– Привет, – сказала она, усаживаясь рядом.
С залива тянуло прохладным морским ветром, он зловеще свистел, порой заглушая даже привычный плеск волн.
– Не понимаю, как через это пройти, – признался он еле слышно.
– Кейт мне сказала то же самое, слово в слово, – ответила Талли и, тут же поняв, насколько Джонни и Кейт похожи, почувствовала, как душу затапливает знакомой болью. – Вот она какая, настоящая любовь.
Джонни повернулся к ней, и бледная луна осветила его плотно сжатые челюсти, скорбные морщинки вокруг глаз.

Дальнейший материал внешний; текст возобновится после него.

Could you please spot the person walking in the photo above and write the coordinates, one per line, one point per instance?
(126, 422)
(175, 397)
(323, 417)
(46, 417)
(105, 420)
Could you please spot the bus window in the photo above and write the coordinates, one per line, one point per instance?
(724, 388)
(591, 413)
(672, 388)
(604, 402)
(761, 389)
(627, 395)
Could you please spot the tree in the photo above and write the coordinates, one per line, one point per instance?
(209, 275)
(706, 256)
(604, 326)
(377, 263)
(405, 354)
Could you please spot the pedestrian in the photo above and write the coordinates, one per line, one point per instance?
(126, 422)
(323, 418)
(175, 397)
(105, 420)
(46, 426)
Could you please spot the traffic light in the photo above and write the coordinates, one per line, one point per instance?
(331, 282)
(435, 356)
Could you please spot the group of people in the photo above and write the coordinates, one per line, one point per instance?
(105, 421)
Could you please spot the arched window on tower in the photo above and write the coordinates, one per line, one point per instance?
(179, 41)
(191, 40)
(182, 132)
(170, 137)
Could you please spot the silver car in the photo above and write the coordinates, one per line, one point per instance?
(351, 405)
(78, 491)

Он держался изо всех сил, старался быть сильным – ради них всех.
– При мне необязательно, – тихо сказала она.
– Что необязательно?
– Притворяться сильным.
Эти слова будто освободили его. В глазах сверкнули слезы; ничего не ответив, он всем телом завалился вперед, плечи беззвучно затряслись.
Талли, протянув руку, сжала его ладонь.
– Двадцать лет одно и то же: стоит мне отвернуться – эти двое уже вместе.
Талли и Джонни резко обернулись.
В дверях позади них стояла Кейт, завернутая с ног до головы в безразмерный махровый халат. Лысая и до невозможности худая, она казалась ребенком, ради забавы натянувшим мамину одежду. Далеко не впервые из ее уст звучало подобное замечание – все трое это помнили, – но впервые она произносила его с улыбкой. В выражении ее лица удивительно сочетались грусть и умиротворение.
– Кейти, – хрипло выговорил Джонни, подняв на нее блестящие глаза, – не надо…
– Люблю вас обоих, – сказала она, не двигаясь с места. – Вы друг о друге позаботьтесь… и о детях тоже… когда меня не станет…
– Не надо, – попросила и Талли, роняя слезы.
Джонни поднялся. Бережно взяв жену на руки, прижался губами к ее губам и долго не прерывал поцелуя.
– Неси ее в вашу спальню, Джонни, – сказала Талли, попытавшись улыбнуться. – Я в гостевой посплю.
Джонни нес ее вверх по лестнице с такой осторожностью, что у нее ни на секунду не получалось забыть о своей болезни. Он опустил ее на кровать – с той стороны, где она всегда спала.